A coordinated attack on Kelp DAO’s cross-chain infrastructure drained $293 million on April 18, triggering one of the most severe contagion events in DeFi history. The exploit is now the largest of 2026, surpassing the $285 million Drift Protocol breach from just 18 days earlier.
How the Attack Worked
At 17:35 UTC, an attacker sent a crafted message to Kelp DAO’s LayerZero-powered cross-chain bridge. The bridge accepted it as legitimate and released 116,500 rsETH, worth about $293 million and roughly 18 percent of the token’s entire circulating supply, to a wallet funded through Tornado Cash ten hours earlier. No ETH ever changed hands on the other side, meaning rsETH was effectively created from nothing.
The attacker did not attempt to sell it. Instead, they deposited the unbacked rsETH into Aave V3 as collateral and borrowed real wrapped ether against it, then repeated the process on Aave V4. By the time Kelp’s emergency multisig froze the protocol’s core contracts 46 minutes later, the WETH was gone.
A Second Wave Stopped at the Last Moment
Two follow-up attempts at 18:26 UTC and 18:28 UTC both reverted, each carrying the same LayerZero packet attempting another 40,000 rsETH drain worth roughly $100 million. The emergency pause stopped them. Without that intervention, total losses could have approached $400 million.
North Korea’s Lazarus Group
LayerZero’s preliminary indicators suggest attribution to a highly sophisticated state actor, specifically North Korea’s Lazarus Group. The attack involved poisoning the downstream RPC infrastructure used by LayerZero’s verifier node, combined with a DDoS attack to force failover to the compromised endpoint.
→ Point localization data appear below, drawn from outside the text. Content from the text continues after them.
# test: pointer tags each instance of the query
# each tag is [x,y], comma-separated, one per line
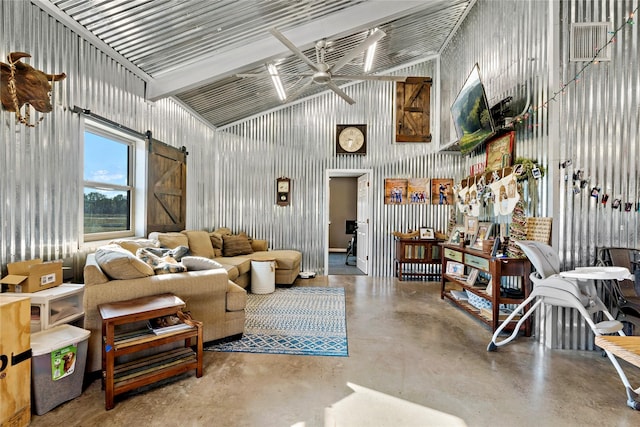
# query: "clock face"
[351,139]
[283,187]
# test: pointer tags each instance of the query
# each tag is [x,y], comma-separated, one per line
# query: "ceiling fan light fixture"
[273,72]
[371,51]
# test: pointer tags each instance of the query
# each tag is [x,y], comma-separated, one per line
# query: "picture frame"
[427,233]
[500,151]
[472,277]
[484,231]
[455,268]
[457,235]
[442,191]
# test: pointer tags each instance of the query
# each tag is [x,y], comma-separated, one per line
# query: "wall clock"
[283,191]
[351,139]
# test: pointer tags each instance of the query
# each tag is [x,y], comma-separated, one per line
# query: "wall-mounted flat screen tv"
[471,113]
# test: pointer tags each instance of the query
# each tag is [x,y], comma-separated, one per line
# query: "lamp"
[273,71]
[368,59]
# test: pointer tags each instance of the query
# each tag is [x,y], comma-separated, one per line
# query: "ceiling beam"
[348,21]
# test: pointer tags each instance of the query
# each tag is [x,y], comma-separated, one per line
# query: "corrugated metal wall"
[299,142]
[41,191]
[593,122]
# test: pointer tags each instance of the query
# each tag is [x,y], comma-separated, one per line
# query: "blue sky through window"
[105,160]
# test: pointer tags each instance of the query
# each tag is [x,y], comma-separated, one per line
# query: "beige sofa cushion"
[119,263]
[242,263]
[172,240]
[236,297]
[200,243]
[236,245]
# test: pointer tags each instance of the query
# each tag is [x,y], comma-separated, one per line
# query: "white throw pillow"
[118,263]
[200,263]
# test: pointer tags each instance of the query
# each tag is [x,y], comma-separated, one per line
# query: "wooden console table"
[425,252]
[496,268]
[120,378]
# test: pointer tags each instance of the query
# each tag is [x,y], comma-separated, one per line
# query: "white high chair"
[572,289]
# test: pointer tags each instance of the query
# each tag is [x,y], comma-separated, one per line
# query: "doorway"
[347,224]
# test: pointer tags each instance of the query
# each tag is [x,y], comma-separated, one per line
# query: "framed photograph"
[457,235]
[500,151]
[484,231]
[442,191]
[395,191]
[471,224]
[472,277]
[427,233]
[455,268]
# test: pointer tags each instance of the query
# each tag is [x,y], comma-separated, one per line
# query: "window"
[108,183]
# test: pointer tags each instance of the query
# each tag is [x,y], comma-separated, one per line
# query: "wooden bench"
[626,348]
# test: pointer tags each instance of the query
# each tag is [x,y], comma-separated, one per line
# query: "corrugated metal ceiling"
[177,44]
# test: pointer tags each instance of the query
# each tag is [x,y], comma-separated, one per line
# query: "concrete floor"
[404,341]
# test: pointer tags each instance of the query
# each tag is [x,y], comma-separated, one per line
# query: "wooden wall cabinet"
[425,252]
[517,269]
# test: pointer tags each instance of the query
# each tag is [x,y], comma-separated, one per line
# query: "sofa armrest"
[259,245]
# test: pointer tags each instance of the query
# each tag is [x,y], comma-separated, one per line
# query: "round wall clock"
[351,139]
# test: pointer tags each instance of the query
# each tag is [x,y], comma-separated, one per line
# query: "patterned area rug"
[299,320]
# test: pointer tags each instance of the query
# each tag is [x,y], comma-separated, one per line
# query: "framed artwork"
[455,268]
[427,233]
[442,191]
[418,191]
[484,231]
[395,191]
[472,277]
[457,235]
[500,151]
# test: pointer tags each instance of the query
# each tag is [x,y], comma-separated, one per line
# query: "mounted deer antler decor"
[22,84]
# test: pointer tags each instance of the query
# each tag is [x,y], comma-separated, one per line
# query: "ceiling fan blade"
[366,77]
[299,92]
[269,75]
[349,56]
[340,92]
[285,41]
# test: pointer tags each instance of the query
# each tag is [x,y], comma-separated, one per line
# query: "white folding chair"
[573,289]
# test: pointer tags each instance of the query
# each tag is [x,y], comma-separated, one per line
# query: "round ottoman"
[263,276]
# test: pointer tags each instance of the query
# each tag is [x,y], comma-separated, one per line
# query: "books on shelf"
[459,295]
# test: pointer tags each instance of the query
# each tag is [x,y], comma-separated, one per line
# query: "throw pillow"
[176,253]
[172,240]
[120,264]
[200,263]
[199,243]
[216,240]
[160,265]
[222,231]
[132,245]
[236,245]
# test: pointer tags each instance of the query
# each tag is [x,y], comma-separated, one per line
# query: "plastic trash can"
[263,276]
[57,368]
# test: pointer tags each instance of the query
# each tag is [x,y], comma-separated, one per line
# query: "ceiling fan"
[322,73]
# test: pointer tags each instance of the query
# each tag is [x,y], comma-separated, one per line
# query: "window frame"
[97,128]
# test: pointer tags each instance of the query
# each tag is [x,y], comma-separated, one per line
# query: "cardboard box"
[33,275]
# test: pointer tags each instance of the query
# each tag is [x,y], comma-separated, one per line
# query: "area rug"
[300,320]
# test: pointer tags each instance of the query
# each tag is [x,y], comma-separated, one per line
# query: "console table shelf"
[496,268]
[423,252]
[122,377]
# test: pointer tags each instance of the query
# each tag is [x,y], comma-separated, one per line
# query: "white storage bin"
[263,276]
[57,366]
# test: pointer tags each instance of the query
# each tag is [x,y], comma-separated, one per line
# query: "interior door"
[167,188]
[362,251]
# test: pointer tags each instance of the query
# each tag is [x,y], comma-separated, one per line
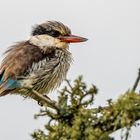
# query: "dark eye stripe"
[41,30]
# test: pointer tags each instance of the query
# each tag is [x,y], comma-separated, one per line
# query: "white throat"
[45,41]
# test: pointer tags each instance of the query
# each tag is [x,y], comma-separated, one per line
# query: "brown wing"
[19,58]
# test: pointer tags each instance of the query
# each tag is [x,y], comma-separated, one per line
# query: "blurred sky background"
[110,58]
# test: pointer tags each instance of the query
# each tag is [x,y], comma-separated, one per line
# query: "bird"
[40,62]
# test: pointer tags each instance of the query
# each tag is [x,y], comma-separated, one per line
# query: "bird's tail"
[7,85]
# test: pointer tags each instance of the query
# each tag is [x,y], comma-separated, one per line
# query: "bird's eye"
[53,33]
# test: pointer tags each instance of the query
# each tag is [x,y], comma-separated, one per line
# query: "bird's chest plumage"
[48,73]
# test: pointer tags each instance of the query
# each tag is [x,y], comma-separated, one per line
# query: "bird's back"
[27,64]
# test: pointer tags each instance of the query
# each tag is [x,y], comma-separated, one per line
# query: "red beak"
[72,39]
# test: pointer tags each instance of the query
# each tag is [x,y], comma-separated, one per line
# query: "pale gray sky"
[109,59]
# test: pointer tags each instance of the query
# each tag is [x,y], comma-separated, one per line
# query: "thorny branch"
[136,82]
[75,119]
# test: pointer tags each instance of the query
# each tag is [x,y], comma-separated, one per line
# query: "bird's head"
[53,34]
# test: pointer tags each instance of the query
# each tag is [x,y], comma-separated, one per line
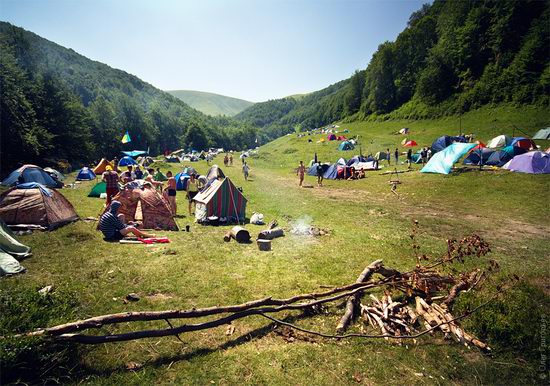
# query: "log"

Lazarus Group has now been linked to both the Drift Protocol exploit on April 1 and the Kelp DAO breach on April 18, meaning the same unit has drained more than $575 million from DeFi in 18 days through two structurally different attack vectors.
Why the Damage Spread
Kelp ran a 1-of-1 verifier configuration, making LayerZero Labs the sole entity verifying messages to and from the rsETH bridge. LayerZero states it had repeatedly recommended a multi-verifier setup to Kelp. Kelp did not adopt those recommendations.
DeFi platforms across more than 20 networks had widely accepted rsETH as high-quality collateral. When its backing broke, solvency concerns spread instantly to every platform that had trusted it.
Market Fallout
Aave’s TVL dropped from over $26 billion to approximately $22 billion. The AAVE token fell 20 percent in 24 hours. Over $5.4 billion in assets were withdrawn from the protocol as WETH pool utilization hit 100 percent. SparkLend and Fluid also froze their rsETH markets.
Cumulative DeFi losses for 2026 now stand between $450 and $482 million across roughly 45 protocols. At the current pace, 2026 is on track to set a new record for exploit volumes.
The Kelp DAO incident is not just a bridge failure. It is a structural warning about how interconnected DeFi has become, and how quickly a single configuration decision can become a system-wide event.